EN FR
EN FR


Section: Research Program

Intrusion Detection

By exploiting vulnerabilities in operating systems, applications, or network services, an attacker can defeat preventive security mechanisms and violate the security policy of the whole system. The goal of intrusion detection systems (IDS) is to detect, by analyzing some data generated on a monitored system, violations of the security policy. From our point of view, while useful in practice, misuse detection is intrinsically limited. Indeed, it requires to update the signatures database in real-time similarly to what has to be done for antivirus tools. Given that there are thousands of machines that are every day victims of malware, such an approach may appear as insufficient especially due to the incredible expansion of malware, drastically limiting the capabilities of human intervention and response. The CIDRE group takes the alternative approach, namely the anomaly approach, which consists in detecting a deviation from a referenced behavior. Specifically, we propose to study three complementary methods:

  • Illegal Flow Detection: This first method intends to detect information flows that violate the security policy  [66] , [62] . Our goal is here to detect information flows in the monitored system that are allowed by the access control mechanism, but are illegal from the security policy point of view.

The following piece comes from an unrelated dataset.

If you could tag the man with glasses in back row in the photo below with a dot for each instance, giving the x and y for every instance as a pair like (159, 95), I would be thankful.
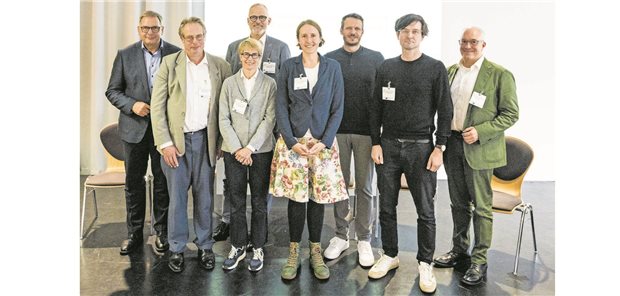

  • Data Corruption Detection: This second method aims at detecting intrusions that target specific applications, and make them execute illegal actions by using these applications incorrectly  [60] , [65] . This approach complements the previous one in the sense that the incorrect use of the application can possibly be legal from the point of view of the information flows and access control mechanisms, but is incorrect considering the security policy.

  • Visualization: This third method relies on the capacity of human beings in detecting patterns and outliers in datasets when these datasets are properly visually represented. Human beings also know pieces of contextual information that are very difficult to formalize so as to make them usable by a computer. Visualization is therefore a very useful complementary tool to detect abnormal events in real time (monitoring), to search for malicious events in log files (data exploration and forensics) and to communicate results (reporting).

In these approaches, the access control mechanisms or the monitored applications can be either configured and executed on a single node, or distributed on a set of nodes. Thus, our approach must be studied at least at these two levels.

Here are some concrete examples of our research objectives (both short term and long term objectives) in the intrusion detection field:

  • At node level, we apply the defensive programming approach (coming from the dependability field) to data corruption detection. The challenge is to determine which invariant/properties must be and can be verified either at runtime or statically. Regarding illegal flow detection, we try to extend this method to build anti-viruses by determining viruses signatures.

  • At the set of nodes level, we revisit the distributed problems such as clock synchronization, logical clocks, consensus, properties detection, to extend the solutions proposed at node levels to cope with distributed flow control checking mechanisms. Regarding illegal flow detection, we study the collaboration and consistency at the node and set of nodes levels to obtain a global intrusion detection mechanism. Regarding the data corruption detection approach, our challenge is to identify local predicates/properties/invariants so that global predicates/properties/invariants would emerge at the system level.